Fans of Larry McMurtry’s Lonesome Dove might be expecting an epic novel, but this is a slender book, wonderfully crafted, but without the bulk of some of his other novels. A good way to look at it is this: Lonesome Dove is like a full course meal and The Last Kind Words Saloon is like a pleasant glass of lemonade on a hot summer day. Yet one thing remains the same. The dialogue between characters will make you laugh out loud.

Wyatt Earp is really not much of a hero. He mistreats his wife, Jessie, who’s their primary source of income from her work as a bartender. Their pal, Doc Holliday, is a drunk with tuberculosis. They mostly just sit around waiting for a card game at The Last Kind Words Saloon.
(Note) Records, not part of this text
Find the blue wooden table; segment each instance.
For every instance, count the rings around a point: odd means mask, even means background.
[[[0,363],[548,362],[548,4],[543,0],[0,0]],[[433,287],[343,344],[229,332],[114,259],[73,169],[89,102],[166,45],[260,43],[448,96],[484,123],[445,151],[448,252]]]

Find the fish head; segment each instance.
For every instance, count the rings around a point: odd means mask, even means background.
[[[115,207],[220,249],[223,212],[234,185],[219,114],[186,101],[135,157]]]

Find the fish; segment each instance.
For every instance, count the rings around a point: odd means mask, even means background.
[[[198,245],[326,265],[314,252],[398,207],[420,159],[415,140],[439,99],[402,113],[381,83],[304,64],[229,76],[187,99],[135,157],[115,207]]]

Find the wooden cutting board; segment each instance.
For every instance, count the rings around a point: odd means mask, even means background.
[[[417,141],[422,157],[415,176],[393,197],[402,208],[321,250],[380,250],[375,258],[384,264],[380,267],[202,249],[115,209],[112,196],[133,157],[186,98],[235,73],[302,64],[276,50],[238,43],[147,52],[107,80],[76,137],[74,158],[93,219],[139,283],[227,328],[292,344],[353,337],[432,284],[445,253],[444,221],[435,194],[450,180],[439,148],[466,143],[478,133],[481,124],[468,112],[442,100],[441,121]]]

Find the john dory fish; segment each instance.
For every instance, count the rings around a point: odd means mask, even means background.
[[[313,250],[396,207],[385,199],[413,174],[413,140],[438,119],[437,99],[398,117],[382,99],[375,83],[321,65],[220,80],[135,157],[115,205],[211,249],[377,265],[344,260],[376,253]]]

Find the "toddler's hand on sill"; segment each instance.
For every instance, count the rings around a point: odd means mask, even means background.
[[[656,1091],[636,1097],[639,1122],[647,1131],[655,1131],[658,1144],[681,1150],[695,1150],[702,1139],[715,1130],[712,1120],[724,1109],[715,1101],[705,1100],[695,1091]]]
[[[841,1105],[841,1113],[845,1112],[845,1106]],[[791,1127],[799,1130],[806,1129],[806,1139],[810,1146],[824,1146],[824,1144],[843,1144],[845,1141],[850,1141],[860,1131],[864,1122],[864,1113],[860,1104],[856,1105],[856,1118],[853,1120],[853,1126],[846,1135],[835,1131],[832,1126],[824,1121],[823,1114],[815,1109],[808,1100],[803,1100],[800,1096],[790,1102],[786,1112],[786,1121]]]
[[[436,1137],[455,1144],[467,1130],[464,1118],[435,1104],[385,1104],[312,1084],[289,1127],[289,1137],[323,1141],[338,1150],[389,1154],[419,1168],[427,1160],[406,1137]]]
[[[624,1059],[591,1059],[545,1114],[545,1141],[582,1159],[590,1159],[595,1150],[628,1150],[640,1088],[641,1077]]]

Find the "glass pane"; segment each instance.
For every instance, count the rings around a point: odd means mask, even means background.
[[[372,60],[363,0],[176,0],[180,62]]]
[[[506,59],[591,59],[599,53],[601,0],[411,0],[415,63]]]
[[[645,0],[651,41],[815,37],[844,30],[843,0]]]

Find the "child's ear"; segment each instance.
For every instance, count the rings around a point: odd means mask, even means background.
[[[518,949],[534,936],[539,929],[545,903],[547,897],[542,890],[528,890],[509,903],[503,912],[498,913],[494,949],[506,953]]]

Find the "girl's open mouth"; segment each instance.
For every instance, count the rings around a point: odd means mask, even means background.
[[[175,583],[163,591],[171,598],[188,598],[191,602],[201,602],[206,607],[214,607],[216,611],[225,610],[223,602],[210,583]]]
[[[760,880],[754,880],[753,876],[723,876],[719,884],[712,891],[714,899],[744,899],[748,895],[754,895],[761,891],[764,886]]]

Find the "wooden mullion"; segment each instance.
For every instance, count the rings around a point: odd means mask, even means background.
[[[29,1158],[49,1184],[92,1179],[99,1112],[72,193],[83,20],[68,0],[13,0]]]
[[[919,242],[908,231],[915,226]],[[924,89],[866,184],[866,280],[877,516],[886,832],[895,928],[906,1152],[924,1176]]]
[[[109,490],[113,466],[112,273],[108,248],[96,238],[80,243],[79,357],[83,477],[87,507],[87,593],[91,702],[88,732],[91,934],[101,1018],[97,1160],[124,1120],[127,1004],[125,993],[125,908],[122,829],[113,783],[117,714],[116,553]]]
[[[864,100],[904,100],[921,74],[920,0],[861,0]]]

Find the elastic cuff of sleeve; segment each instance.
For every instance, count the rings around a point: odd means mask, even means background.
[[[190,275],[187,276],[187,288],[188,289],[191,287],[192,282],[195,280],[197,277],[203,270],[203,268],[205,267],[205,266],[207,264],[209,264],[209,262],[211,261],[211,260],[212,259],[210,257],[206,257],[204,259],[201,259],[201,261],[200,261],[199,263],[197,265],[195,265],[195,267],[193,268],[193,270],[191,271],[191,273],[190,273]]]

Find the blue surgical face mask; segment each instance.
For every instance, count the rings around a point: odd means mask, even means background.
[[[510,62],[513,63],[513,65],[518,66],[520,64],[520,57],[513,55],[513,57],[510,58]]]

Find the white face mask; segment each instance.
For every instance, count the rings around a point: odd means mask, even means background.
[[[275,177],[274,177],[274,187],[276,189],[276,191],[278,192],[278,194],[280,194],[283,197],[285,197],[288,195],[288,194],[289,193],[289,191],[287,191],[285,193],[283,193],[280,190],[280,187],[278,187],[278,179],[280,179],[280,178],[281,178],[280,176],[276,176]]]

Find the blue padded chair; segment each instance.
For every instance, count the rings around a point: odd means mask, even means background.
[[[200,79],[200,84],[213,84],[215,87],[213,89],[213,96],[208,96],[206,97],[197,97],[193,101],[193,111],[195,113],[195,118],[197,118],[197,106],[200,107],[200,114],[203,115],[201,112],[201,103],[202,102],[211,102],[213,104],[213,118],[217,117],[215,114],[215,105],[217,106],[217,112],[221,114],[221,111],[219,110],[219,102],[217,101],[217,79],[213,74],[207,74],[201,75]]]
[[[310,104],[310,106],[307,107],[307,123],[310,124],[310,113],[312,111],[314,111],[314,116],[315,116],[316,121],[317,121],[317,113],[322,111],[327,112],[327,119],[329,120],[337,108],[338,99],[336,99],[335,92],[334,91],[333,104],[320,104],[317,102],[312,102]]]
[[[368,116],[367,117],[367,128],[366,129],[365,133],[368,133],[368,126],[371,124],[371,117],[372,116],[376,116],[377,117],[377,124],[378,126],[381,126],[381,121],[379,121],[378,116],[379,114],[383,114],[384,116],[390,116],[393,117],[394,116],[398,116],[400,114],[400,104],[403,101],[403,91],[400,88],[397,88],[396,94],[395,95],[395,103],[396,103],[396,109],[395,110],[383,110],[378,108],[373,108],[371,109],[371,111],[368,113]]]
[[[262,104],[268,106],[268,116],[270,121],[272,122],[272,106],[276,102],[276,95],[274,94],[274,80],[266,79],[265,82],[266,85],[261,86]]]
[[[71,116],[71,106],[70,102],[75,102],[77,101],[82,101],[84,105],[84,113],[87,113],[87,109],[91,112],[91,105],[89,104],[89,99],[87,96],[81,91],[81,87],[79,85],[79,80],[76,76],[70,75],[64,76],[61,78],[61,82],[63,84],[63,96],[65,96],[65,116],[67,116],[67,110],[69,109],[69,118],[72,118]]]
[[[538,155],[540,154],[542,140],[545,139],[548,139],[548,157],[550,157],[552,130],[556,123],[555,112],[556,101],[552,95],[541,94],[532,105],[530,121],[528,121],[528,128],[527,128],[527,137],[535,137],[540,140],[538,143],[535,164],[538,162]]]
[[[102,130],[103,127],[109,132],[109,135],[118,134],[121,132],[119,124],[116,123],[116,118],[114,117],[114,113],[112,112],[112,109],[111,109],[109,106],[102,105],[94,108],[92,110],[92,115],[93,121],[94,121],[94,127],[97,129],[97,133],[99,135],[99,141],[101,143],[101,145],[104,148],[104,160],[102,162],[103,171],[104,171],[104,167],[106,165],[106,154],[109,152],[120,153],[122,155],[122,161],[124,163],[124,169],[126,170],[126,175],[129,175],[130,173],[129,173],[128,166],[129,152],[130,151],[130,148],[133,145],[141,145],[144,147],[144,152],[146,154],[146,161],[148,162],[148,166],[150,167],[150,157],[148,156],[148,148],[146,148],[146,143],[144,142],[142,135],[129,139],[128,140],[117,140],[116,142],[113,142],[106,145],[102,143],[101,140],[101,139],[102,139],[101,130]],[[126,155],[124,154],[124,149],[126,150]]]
The story opens in Long Grass, a dusty little town in Texas, close to New Mexico. Charles Goodnight brings a herd of cattle in from the plains to be shipped from the railway in town. Goodnight is a man of few words, but the best cattleman and trailblazer on the western plains. As a former Texas Ranger, he’s never been lost, day or night, in any kind of weather. His wife, Mary, who teaches in a little shack of a schoolhouse, is like all the other wives of the famous heroes of the West; she deserves a much better husband and life, but it’s what she’s got, and she’s the kind of woman who makes do.

The train arrives in Long Grass with a fancy railcar painted royal blue. It belongs to Lord Ernle who is going into the cattle business with Goodnight. He is also building a great castle on a bluff overlooking the Canadian River. Miles of track have been laid to bring in supplies and workmen. The castle is a source of wonder for everyone who passes by and causes considerable anger in Mary Goodnight who wonders why she must sleep in a tent while her husband’s partner builds a castle.

Wyatt Earp and Doc Holliday leave Long Grass to join a Wild West Show in Denver. Jessie comes along, thinking she can find a good bartending job there. We follow their adventures, as well as those back in Long Grass, which involves a deadly cattle stampede and a vicious sand storm. Quanah Parker shows up and retells his glory days as the last Comanche Chief and his trips to Washington D.C. to visit President Teddy Roosevelt.

All the characters in this novel will be familiar to
readers of the American West. McMurtry brings them to life once again, recalling their rambunctious lives and making us feel right at home.